Michael Epps was nervous the first time Eagle Rock High played the Sherman Oaks Center for Enriched Studies in basketball this season.
Epps, an Eagle Rock forward, was just a few points away from establishing a school career scoring record and the home crowd was providing him with constant reminders.
"Fans kept yelling, 'three points to go, two points to go,' " Epps recalled. "I couldn't really concentrate. I'd shoot five-footers and miss the rim."
Epps, a 6-foot-3 senior, eventually found his range and scored 26 points in an Eagle Rock win to break Hugo Mendoza's mark of 892 set in in 1981-83.
Since then, the sharp-shooting senior hasn't missed a beat.
Last Friday, with only his team's record to think about, Epps scored a career-high 50 points in the rematch between the schools.
"I missed my first four three-point shots and after that I started hitting everything," said Epps, whose previous high was 35. "The guards just kept getting me the ball."
Epps finished 19 of 36 from the floor, including eight three-point baskets.
"I've never seen a kid shoot so quickly," Sherman Oaks assistant Ed Weathersby said. "You want him to dribble, because if he does that, at least you slow him down.
"He can stand three to four feet behind the three-point line and hit it easily. That's a layup, a 15-footer for that guy.
"You could see he was bred to shoot the ball."
Indeed, Epps is from a family long on basketball talent.
John Epps, Michael's older brother, averaged 19.3 points a game during his senior year at Eagle Rock in 1987 and was selected All-City Section and to The Times' All-Glendale team.
Tina Epps, his sister, was a two-time All-City player who averaged 23 points and 21 rebounds her senior year in 1986 and was twice named The Times' Glendale Player of the Year.
But where his siblings were physical, inside players, Epps has gained his reputation as an outside threat. Weighing just 165 pounds, he patterns himself after Arizona forward Sean Elliott and Indiana Pacer forward Reggie Miller, formerly of UCLA.
The perimeter is Epps' paradise.
"When he gets on a roll, nobody is going to stop him," Eagle Rock Coach Bill Whiting said. "A lot of teams have tried to throw a box-and-one defense at him."
Epps, however, has overcome the specialized defensive pressure. He averages 26.5 points for an Eagle Rock team that finished the regular season 12-10 overall and 8-5 in the Northeastern League of the City Section 3-A Division.
Epps also overcame some personal adversity this season.
In December, his father John Sr., died suddenly from a heart attack.
"I dedicated this season to him," Michael said. "He never really got to see me play in high school so I decided to play every game for him. I know he's proud of me right now."
Early in the season, Epps severely sprained his left ankle in a game against Marshall but continued to play even after aggravating the injury against Wilson, which won the league title.

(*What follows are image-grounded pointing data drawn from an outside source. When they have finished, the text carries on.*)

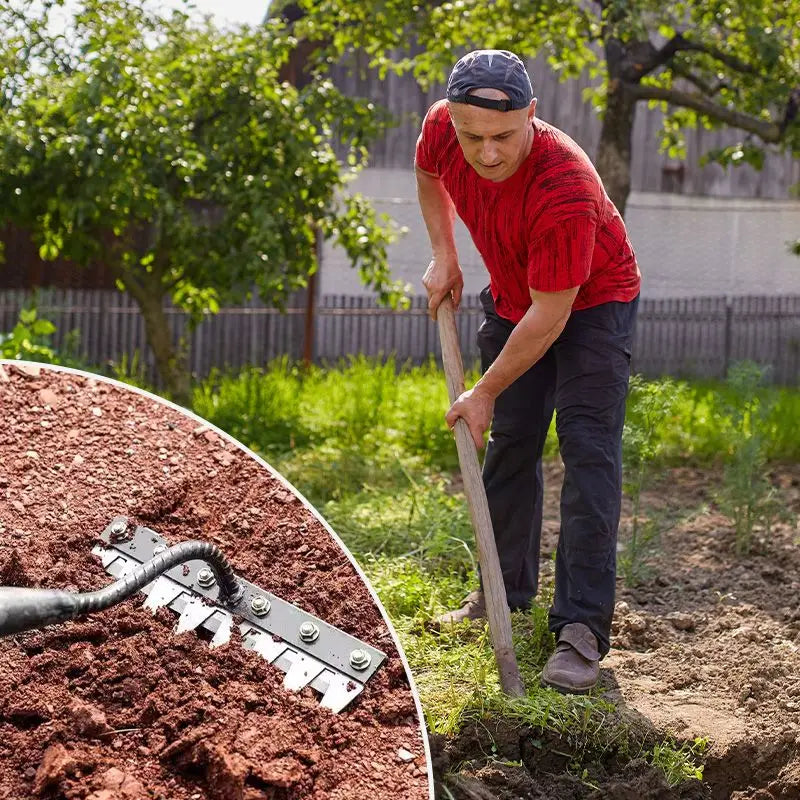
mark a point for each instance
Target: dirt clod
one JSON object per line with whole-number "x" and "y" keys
{"x": 116, "y": 705}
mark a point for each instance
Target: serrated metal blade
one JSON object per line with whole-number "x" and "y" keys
{"x": 303, "y": 670}
{"x": 195, "y": 613}
{"x": 261, "y": 643}
{"x": 341, "y": 690}
{"x": 223, "y": 633}
{"x": 275, "y": 634}
{"x": 162, "y": 593}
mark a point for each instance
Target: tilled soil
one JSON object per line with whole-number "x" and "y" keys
{"x": 707, "y": 646}
{"x": 115, "y": 705}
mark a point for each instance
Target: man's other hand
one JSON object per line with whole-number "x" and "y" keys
{"x": 442, "y": 277}
{"x": 475, "y": 408}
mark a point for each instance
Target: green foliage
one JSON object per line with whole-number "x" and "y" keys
{"x": 679, "y": 764}
{"x": 648, "y": 405}
{"x": 699, "y": 62}
{"x": 747, "y": 495}
{"x": 29, "y": 339}
{"x": 382, "y": 476}
{"x": 181, "y": 143}
{"x": 175, "y": 154}
{"x": 360, "y": 410}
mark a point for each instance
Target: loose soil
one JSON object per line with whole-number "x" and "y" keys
{"x": 117, "y": 707}
{"x": 707, "y": 646}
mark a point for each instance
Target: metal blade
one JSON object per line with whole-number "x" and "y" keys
{"x": 195, "y": 613}
{"x": 162, "y": 593}
{"x": 261, "y": 643}
{"x": 223, "y": 634}
{"x": 331, "y": 661}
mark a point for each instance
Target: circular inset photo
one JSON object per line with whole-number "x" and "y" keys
{"x": 176, "y": 622}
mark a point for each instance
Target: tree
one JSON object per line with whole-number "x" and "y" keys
{"x": 173, "y": 153}
{"x": 734, "y": 63}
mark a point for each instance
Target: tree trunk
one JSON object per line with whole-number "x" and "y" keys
{"x": 170, "y": 362}
{"x": 614, "y": 150}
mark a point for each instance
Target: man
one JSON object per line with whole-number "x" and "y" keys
{"x": 559, "y": 318}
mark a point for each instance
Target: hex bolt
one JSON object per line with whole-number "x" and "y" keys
{"x": 118, "y": 528}
{"x": 309, "y": 632}
{"x": 205, "y": 577}
{"x": 360, "y": 659}
{"x": 260, "y": 606}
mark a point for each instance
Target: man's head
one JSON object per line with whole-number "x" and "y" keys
{"x": 491, "y": 103}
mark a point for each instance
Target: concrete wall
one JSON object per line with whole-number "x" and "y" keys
{"x": 687, "y": 246}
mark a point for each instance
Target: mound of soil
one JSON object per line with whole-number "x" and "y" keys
{"x": 708, "y": 646}
{"x": 116, "y": 706}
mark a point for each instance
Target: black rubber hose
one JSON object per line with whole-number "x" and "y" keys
{"x": 25, "y": 609}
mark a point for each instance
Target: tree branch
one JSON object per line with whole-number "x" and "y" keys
{"x": 679, "y": 43}
{"x": 730, "y": 61}
{"x": 703, "y": 86}
{"x": 766, "y": 131}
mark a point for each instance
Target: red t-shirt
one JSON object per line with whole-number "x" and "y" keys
{"x": 548, "y": 227}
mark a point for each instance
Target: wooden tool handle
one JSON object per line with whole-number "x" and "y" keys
{"x": 491, "y": 575}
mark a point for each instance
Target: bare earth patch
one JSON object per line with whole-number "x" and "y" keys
{"x": 116, "y": 706}
{"x": 708, "y": 646}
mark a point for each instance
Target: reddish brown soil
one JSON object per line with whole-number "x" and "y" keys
{"x": 708, "y": 645}
{"x": 116, "y": 706}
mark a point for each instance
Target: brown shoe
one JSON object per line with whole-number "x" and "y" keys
{"x": 474, "y": 607}
{"x": 575, "y": 665}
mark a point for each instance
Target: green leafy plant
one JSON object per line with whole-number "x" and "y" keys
{"x": 732, "y": 64}
{"x": 682, "y": 763}
{"x": 180, "y": 157}
{"x": 30, "y": 338}
{"x": 650, "y": 402}
{"x": 747, "y": 495}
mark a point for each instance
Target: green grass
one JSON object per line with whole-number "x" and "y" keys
{"x": 366, "y": 442}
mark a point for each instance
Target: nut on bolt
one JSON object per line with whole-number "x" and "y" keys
{"x": 119, "y": 528}
{"x": 259, "y": 605}
{"x": 205, "y": 577}
{"x": 360, "y": 659}
{"x": 309, "y": 632}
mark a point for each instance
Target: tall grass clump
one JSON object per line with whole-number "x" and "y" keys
{"x": 258, "y": 407}
{"x": 747, "y": 495}
{"x": 650, "y": 403}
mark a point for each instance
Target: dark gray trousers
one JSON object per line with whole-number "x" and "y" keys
{"x": 584, "y": 378}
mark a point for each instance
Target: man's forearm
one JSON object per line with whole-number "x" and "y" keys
{"x": 528, "y": 342}
{"x": 438, "y": 213}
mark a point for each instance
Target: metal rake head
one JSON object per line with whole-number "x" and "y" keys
{"x": 309, "y": 650}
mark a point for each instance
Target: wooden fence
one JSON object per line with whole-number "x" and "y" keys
{"x": 682, "y": 337}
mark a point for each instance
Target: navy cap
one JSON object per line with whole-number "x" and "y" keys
{"x": 490, "y": 69}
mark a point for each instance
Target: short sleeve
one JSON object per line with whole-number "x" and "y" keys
{"x": 431, "y": 140}
{"x": 561, "y": 258}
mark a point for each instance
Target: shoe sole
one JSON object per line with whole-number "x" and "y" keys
{"x": 567, "y": 689}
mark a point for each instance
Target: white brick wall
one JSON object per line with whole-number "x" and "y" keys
{"x": 686, "y": 246}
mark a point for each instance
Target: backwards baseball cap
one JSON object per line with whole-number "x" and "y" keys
{"x": 490, "y": 69}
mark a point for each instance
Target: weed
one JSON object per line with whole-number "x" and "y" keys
{"x": 29, "y": 338}
{"x": 679, "y": 764}
{"x": 649, "y": 404}
{"x": 747, "y": 496}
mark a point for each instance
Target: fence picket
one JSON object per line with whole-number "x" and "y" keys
{"x": 685, "y": 337}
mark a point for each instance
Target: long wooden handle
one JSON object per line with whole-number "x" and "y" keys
{"x": 491, "y": 575}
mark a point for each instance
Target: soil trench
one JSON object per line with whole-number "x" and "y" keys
{"x": 708, "y": 645}
{"x": 116, "y": 706}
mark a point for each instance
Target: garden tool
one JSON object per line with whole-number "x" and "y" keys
{"x": 491, "y": 576}
{"x": 195, "y": 580}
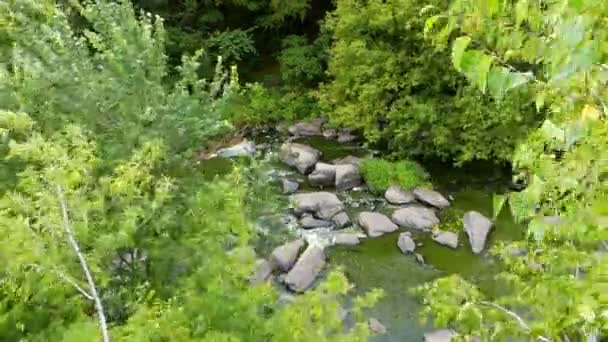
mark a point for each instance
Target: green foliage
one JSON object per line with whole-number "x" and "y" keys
{"x": 387, "y": 79}
{"x": 380, "y": 174}
{"x": 256, "y": 105}
{"x": 300, "y": 61}
{"x": 555, "y": 280}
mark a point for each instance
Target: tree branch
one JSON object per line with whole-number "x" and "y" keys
{"x": 67, "y": 227}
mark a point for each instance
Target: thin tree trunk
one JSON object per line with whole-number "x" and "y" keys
{"x": 67, "y": 226}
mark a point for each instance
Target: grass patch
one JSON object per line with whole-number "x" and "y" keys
{"x": 380, "y": 174}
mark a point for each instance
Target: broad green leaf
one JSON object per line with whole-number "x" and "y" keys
{"x": 458, "y": 49}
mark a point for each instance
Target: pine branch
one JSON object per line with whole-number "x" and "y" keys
{"x": 67, "y": 226}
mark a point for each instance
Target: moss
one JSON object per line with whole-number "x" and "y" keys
{"x": 380, "y": 174}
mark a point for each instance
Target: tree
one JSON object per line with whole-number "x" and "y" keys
{"x": 555, "y": 280}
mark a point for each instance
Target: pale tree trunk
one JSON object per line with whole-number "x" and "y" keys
{"x": 67, "y": 227}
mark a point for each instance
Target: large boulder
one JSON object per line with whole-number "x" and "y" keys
{"x": 285, "y": 256}
{"x": 306, "y": 270}
{"x": 396, "y": 195}
{"x": 300, "y": 156}
{"x": 432, "y": 198}
{"x": 309, "y": 222}
{"x": 306, "y": 129}
{"x": 446, "y": 238}
{"x": 477, "y": 228}
{"x": 243, "y": 149}
{"x": 376, "y": 224}
{"x": 443, "y": 335}
{"x": 405, "y": 243}
{"x": 341, "y": 220}
{"x": 323, "y": 175}
{"x": 324, "y": 205}
{"x": 347, "y": 177}
{"x": 415, "y": 217}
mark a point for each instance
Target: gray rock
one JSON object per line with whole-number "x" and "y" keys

Despite the setbacks, however, Epps has improved his game and become a more complete player.
"Last year, he was very one-dimensional," Whiting said. "All he did was score.
"This year, he has worked hard on his defense and his rebounding."
Epps averages 9.5 rebounds a game for the Eagles, who recovered from a slow start in league play to win six of their last seven games.
"At the beginning of the year, Michael was trying to do too much himself," Whiting said. "We talked it over and he finally realized that he was going to get his points no matter what and it was better from a team perspective to spread it around."
Epps is still demonstrative on the court, often throwing a fist into the air to fire up teammates.
But a change in his mental approach to the game has become evident to longtime Epps watchers.
"I've seen enough of Michael Epps to last a lifetime," said Wilson Coach Mario Cantu, who remembers Epps as a 135-pound ninth-grader. "He's changed, not so much physically as the way he handles himself on the court. He's matured emotionally."
After the season, Epps will undertake a weightlifting regimen in preparation for next season, which he said will probably be spent at a local college.
"You can never tell with kids," Whiting said. "Some of them really progress and some . . . lock out.
"But I think Michael has a lot of potential to go beyond where he is right now."